James N. Norris, Jr. approached Graham’s planning board Tuesday night, seeking a B-2 (business) rezoning for a house at the corner of East Elm and North Melville streets.
Norris explained that his daughter, Brooke Norris, hopes to operate a beauty salon at the location. She told The Alamance News she hopes to open Magnolia Beauty Studio at the site.
However, planning board members were reticent to go along with an open-ended business rezoning that could allow many other uses on the property, which would be the only B-2 zoning on the 300-block of East Elm, on either side of the thoroughfare.
An office and institutional corner lot is opposite the 300 East Elm Street address, but most of the other zoning designations along both sides of the street are residential.
It was explained that the zoning designation, once granted, conveys with any subsequent sale of the property, and members worried over a potential car wash, convenience store, or other use that would be far removed from Norris’ request for his daughter to have a beauty shop operation.
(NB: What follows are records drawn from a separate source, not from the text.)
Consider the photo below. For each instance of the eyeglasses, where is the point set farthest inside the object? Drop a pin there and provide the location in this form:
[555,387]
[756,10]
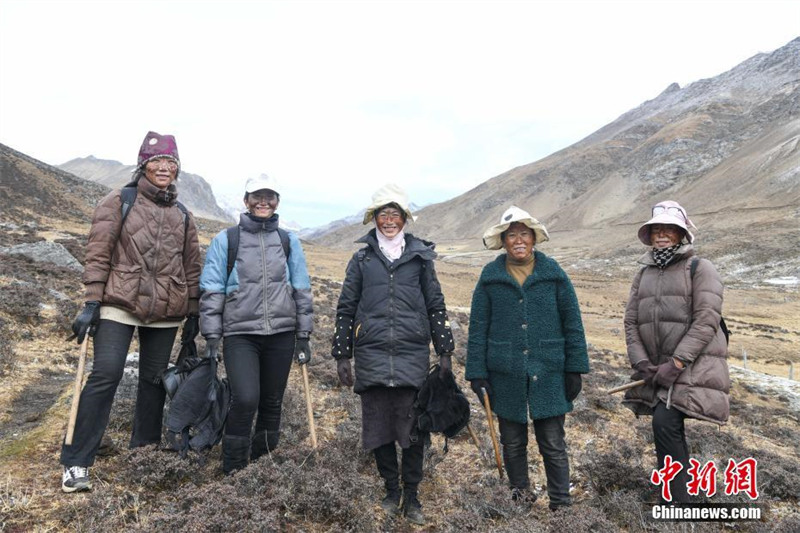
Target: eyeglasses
[263,196]
[157,164]
[655,229]
[383,216]
[524,235]
[672,211]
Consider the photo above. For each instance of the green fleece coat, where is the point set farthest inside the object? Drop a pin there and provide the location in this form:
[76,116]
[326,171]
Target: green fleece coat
[524,339]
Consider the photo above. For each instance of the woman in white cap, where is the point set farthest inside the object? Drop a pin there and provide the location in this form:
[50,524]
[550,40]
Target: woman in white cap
[390,309]
[142,272]
[527,350]
[256,294]
[674,337]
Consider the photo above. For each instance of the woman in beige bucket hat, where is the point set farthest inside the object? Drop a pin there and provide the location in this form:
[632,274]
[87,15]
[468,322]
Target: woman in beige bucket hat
[674,338]
[527,350]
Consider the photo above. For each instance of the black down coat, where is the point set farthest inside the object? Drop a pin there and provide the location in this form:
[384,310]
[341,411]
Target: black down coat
[387,310]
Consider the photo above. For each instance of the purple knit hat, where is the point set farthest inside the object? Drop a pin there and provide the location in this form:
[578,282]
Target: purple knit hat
[157,145]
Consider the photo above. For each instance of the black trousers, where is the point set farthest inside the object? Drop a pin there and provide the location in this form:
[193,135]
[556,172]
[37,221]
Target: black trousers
[258,369]
[111,344]
[549,434]
[670,437]
[411,464]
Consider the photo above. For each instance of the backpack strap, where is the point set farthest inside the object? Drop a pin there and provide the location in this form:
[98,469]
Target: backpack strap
[284,235]
[233,247]
[128,196]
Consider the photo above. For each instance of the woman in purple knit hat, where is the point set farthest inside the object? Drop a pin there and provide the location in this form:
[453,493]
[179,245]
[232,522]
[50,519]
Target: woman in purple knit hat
[142,272]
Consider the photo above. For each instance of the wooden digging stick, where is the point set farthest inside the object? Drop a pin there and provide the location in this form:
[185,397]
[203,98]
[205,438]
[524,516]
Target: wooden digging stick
[627,386]
[309,409]
[76,395]
[477,444]
[496,446]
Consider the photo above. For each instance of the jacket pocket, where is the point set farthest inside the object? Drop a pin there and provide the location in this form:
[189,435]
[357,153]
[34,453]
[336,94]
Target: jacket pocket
[178,303]
[499,358]
[122,287]
[553,354]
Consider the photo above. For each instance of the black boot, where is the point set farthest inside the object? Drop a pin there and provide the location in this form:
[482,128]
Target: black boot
[263,442]
[412,509]
[386,460]
[234,453]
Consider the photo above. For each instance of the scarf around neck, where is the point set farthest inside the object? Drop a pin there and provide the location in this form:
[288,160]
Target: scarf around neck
[663,256]
[391,248]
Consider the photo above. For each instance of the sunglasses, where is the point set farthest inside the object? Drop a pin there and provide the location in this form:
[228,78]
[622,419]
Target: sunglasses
[672,211]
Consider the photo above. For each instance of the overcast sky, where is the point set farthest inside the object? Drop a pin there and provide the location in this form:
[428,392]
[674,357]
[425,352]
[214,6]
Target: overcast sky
[337,98]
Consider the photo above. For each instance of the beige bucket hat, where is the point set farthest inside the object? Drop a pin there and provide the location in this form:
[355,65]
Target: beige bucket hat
[667,212]
[388,194]
[491,237]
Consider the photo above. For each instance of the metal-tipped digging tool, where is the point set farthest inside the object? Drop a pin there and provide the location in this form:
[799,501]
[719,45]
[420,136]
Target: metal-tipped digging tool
[627,386]
[309,409]
[76,395]
[489,421]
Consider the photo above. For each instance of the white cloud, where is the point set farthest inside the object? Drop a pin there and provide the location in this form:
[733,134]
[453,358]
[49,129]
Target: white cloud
[336,98]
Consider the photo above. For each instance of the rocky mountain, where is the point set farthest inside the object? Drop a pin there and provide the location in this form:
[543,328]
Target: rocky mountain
[319,232]
[193,190]
[31,191]
[726,147]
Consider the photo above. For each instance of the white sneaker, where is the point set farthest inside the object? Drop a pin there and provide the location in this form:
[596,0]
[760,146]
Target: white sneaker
[75,479]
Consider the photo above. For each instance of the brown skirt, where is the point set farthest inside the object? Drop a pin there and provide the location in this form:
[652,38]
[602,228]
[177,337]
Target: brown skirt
[387,415]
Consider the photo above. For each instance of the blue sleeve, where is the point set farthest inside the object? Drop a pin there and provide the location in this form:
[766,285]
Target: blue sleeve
[297,271]
[212,287]
[297,275]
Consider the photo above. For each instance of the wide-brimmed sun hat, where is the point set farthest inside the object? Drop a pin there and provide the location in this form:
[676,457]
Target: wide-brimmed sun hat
[667,212]
[388,194]
[492,239]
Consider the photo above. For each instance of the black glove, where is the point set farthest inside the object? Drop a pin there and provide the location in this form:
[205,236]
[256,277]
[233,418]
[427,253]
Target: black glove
[477,385]
[646,371]
[345,371]
[302,350]
[212,345]
[573,383]
[667,374]
[445,365]
[86,321]
[191,327]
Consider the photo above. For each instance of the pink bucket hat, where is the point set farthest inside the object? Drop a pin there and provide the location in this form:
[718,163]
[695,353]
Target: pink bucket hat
[667,212]
[157,145]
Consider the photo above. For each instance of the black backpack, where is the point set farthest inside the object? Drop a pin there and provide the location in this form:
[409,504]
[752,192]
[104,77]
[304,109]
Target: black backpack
[233,244]
[199,404]
[441,406]
[722,325]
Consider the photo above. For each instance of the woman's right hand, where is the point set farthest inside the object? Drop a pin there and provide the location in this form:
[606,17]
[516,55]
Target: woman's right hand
[344,369]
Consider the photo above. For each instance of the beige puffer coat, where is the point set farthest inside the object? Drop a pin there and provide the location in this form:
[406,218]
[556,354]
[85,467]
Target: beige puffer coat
[669,314]
[143,266]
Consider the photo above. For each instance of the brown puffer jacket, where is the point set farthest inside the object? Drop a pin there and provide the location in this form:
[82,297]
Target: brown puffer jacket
[669,314]
[144,267]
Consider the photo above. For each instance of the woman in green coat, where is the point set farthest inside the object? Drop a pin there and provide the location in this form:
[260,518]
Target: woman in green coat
[527,350]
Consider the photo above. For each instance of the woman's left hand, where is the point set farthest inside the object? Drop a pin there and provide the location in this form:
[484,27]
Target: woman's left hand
[445,365]
[573,383]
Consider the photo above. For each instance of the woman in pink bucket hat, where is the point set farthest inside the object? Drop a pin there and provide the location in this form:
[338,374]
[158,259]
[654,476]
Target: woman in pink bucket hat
[674,338]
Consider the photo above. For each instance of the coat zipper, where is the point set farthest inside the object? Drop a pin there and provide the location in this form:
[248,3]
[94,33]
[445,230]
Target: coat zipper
[155,268]
[261,235]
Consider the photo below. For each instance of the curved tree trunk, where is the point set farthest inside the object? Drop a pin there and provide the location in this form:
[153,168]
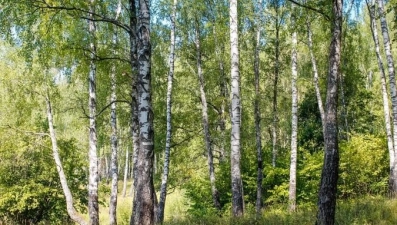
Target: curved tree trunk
[393,93]
[93,208]
[294,126]
[144,202]
[237,184]
[258,131]
[315,76]
[329,176]
[113,140]
[74,215]
[386,110]
[164,180]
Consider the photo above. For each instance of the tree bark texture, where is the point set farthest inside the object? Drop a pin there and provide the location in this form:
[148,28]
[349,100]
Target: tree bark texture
[74,215]
[205,122]
[275,86]
[113,139]
[164,180]
[294,126]
[393,92]
[144,202]
[329,175]
[386,109]
[93,208]
[258,131]
[237,186]
[315,76]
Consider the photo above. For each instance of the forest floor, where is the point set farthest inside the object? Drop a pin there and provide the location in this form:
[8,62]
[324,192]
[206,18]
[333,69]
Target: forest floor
[367,210]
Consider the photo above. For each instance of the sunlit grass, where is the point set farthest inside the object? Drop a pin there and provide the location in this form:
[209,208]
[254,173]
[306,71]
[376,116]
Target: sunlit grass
[364,211]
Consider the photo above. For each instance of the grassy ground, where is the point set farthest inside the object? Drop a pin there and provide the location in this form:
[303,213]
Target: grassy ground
[364,211]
Planning board members discussed whether Norris’ best option might be to propose a residential zoning with a conditional use that would specify the limited functions that his daughter envisions on site: beauty parlor, nail salon, etc.
They hinted that he should consider withdrawing his pending rezoning request and work with the city’s planner, Cameron West, on a more suitable, narrowly-tailored rezoning request that the board could consider next month.
Norris then withdrew his B-2 rezoning request.